Now the issue is that the created JSON is not getting converted back to the Snowplow Event object itself.
In the case of Python SDK -
It basically transforms the TSV event into JSON (check this - Python Analytics SDK Event Transformer · snowplow/snowplow Wiki · GitHub) with flattening the self-describing Json and then this cannot be converted back to snowplow event using the implicit encoder and decoder from scala SDK.
and I didn’t found any method for the same in the python SDK.
Now in case of using Scala-SDK -
The generated JSON is able to convert back to the object if we are not parsing it while flattening the JSON’s.
sample code that I tried -
val snowEvent: Event = Event.parse(page_view_tsv_format).getOrElse(throw new RuntimeException("not able to parse"))
println("got the event obejct" + snowEvent)
val snowJsonFormat = snowEvent.toJson(lossy = false)
println("converted successfully it into json " + snowJsonFormat)
**// now converting it back to the Event Object, This will work**
val jsonToEvent = parser.decode[Event](snowJsonFormat.toString)
But if in the above example itself if we convert it with
val snowJsonFormat = snowEvent.toJson(lossy = true) and then try to convert it back -
here it gives error -
Left(DecodingFailure(Attempt to decode value on failed cursor, List(DownField(contexts))))
I’m not sure we ever instrumented a method to transform the data back from a JSON to a TSV event, but perhaps I’m wrong - is there some example somewhere in the documentation and/or code that led you to the suggestion that this was possible?

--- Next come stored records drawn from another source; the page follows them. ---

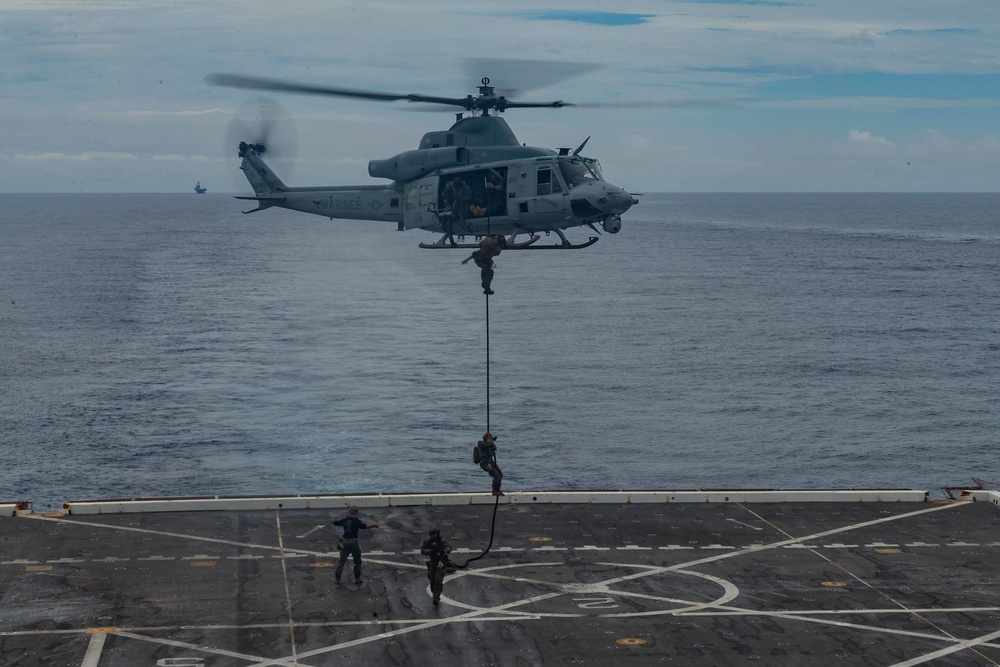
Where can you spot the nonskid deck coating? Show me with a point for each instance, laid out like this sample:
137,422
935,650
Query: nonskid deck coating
797,583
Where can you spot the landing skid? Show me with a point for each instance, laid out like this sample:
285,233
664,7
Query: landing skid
445,242
526,245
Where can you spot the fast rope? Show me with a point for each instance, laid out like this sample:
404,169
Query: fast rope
496,503
493,528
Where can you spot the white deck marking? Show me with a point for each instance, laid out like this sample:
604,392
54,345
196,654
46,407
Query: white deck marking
310,532
745,524
874,589
429,624
288,592
93,656
202,648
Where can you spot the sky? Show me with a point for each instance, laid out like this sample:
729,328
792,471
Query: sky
731,95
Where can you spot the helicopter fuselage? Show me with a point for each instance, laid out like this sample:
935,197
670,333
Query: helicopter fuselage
472,180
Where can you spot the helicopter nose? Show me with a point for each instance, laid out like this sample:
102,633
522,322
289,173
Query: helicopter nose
616,200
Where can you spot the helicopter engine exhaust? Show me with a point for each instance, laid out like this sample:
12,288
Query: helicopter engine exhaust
414,164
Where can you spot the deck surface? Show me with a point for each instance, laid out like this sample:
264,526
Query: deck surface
773,584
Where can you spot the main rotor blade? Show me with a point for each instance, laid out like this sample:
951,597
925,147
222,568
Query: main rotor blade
513,76
259,83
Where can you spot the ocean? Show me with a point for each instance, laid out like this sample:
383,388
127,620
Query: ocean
156,345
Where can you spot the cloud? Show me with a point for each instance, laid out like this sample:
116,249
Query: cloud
579,16
859,137
878,104
138,113
89,156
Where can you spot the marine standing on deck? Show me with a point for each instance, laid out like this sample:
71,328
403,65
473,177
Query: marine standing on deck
348,544
437,551
485,454
488,249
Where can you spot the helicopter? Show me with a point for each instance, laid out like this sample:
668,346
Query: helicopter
474,179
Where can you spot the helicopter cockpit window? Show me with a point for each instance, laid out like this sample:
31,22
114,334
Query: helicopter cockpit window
579,171
547,185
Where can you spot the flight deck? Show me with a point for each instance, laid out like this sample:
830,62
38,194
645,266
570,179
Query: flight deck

If so can you point me to it so I can take a look?
In either case, my instinct is to ask why you would like to do this? It’s not a use case I’ve seen anyone need before, and so if I wonder whether your goal can be achieved elsewhere.
(For context, the Analytics SDK’s are typically used when consuming data from the enriched stream, for example in building a real-time application. Typically once it’s in JSON format it doesn’t need to go back to TSV in that world - TSV is usually consumed by the loaders.)

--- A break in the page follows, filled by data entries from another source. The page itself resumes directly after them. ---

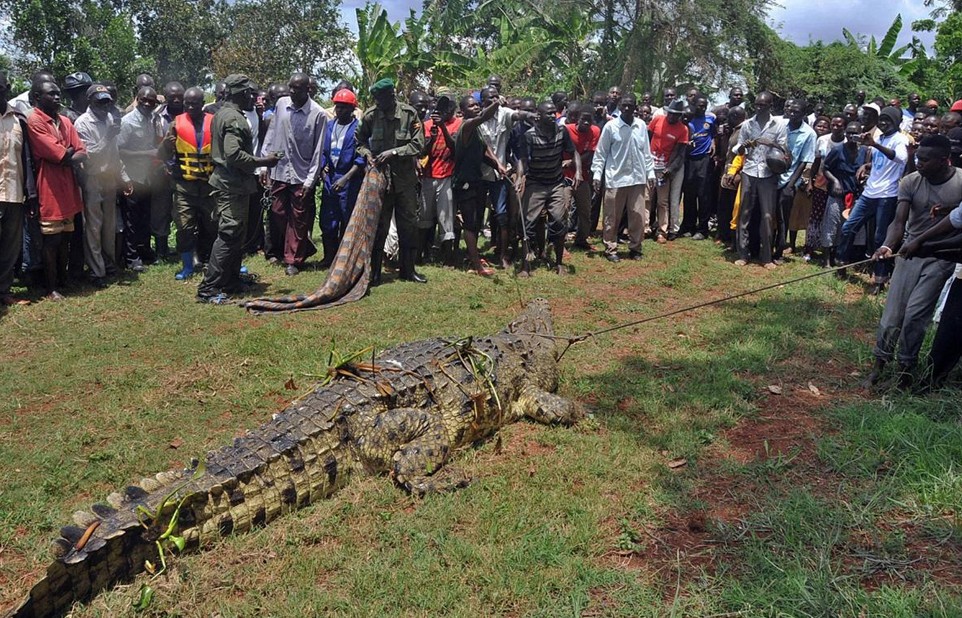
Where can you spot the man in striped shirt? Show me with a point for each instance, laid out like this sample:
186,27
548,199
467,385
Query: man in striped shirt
541,180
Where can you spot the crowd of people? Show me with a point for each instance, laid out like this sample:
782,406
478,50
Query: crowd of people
86,186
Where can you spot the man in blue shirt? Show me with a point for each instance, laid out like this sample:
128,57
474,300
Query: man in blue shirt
698,194
801,143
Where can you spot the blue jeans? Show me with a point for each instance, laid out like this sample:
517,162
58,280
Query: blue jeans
882,211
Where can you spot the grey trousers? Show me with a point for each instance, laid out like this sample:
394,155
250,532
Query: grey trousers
11,242
757,194
913,294
100,224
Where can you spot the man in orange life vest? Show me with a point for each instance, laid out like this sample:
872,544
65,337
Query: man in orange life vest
186,150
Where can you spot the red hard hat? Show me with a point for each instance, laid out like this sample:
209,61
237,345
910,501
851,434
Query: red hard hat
345,96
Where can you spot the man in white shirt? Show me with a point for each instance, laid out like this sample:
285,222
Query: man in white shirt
880,196
623,158
760,135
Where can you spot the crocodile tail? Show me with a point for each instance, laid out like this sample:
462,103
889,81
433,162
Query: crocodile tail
535,319
104,546
259,477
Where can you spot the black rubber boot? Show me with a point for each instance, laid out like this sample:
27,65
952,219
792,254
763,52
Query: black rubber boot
407,267
376,258
875,375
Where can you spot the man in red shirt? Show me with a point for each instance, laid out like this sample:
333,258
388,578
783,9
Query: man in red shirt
437,204
56,148
669,142
584,133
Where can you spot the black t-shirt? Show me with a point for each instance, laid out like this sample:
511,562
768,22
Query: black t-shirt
468,158
542,154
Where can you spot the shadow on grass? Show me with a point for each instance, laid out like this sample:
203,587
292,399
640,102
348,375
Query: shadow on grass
801,549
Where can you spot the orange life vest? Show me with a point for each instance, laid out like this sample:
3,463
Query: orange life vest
193,159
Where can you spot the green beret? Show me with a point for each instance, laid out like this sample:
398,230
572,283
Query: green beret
382,84
237,83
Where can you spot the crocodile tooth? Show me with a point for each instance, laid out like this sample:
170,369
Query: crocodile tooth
103,510
84,519
149,484
72,533
60,548
134,494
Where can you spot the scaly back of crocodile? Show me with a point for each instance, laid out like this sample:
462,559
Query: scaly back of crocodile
307,452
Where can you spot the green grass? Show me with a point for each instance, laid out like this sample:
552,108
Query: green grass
560,522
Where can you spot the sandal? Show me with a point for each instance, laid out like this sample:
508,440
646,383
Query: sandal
484,271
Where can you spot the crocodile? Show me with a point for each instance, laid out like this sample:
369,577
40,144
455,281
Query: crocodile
403,414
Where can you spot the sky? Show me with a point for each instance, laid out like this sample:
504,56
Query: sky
797,20
802,20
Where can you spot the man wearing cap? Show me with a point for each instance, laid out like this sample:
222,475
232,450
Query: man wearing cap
436,191
880,196
950,120
104,174
391,137
955,144
870,116
75,88
541,179
297,130
909,112
669,143
699,200
56,149
16,188
220,95
186,153
623,159
801,144
232,180
342,169
162,203
924,197
140,136
760,135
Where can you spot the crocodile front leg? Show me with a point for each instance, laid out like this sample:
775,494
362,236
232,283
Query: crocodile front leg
543,407
413,445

Fair point - I didn’t mean to suggest that there isn’t a possible use case, just that I haven’t come across one - so I wonder if we can skin this particular cat some other way.
Your use case makes sense - but to play devil’s advocate, I have a gut feeling that the ideal way to support this kind of behaviour in the longer term is to make the enrichment component of the pipeline itself more extensible and flexible?

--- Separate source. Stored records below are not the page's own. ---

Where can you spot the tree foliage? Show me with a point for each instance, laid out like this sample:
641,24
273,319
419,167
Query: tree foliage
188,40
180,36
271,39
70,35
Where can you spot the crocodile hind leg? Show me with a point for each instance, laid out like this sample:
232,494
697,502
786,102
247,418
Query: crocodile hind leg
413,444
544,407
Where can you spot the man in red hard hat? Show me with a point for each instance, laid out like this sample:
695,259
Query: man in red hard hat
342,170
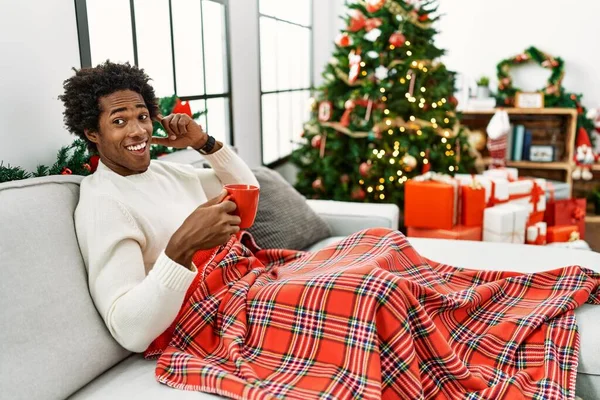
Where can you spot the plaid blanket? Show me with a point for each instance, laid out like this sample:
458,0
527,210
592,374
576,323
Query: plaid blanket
369,318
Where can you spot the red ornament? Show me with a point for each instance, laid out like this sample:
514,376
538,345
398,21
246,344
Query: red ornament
349,106
397,39
357,21
364,169
374,5
316,141
325,111
182,107
317,184
522,57
343,40
354,60
358,194
426,163
94,160
373,23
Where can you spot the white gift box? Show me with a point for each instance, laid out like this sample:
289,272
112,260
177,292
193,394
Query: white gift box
558,190
505,223
533,231
498,185
506,173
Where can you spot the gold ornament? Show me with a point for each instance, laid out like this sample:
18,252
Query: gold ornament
477,140
409,162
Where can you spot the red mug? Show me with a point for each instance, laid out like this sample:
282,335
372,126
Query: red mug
246,199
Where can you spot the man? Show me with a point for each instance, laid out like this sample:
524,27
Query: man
139,222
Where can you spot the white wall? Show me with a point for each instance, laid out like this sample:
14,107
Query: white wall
244,45
38,43
38,46
478,34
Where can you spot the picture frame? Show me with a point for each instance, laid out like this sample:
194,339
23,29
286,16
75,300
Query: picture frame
541,153
529,100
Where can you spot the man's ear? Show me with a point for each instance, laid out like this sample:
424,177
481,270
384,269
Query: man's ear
92,136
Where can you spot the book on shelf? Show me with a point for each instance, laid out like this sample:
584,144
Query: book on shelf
526,145
509,143
517,143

I’m thinking of a ‘plugin’ style enrichment, where one would write their own enrichment module and drop it into the pipeline. Perhaps this doesn’t play well with some of our design principles.
I guess it just feels a bit complicated to instrument what you’ve outlined, because all of the loaders now depend on schemas - so if you’re transforming the events in-between there’s potential complication there.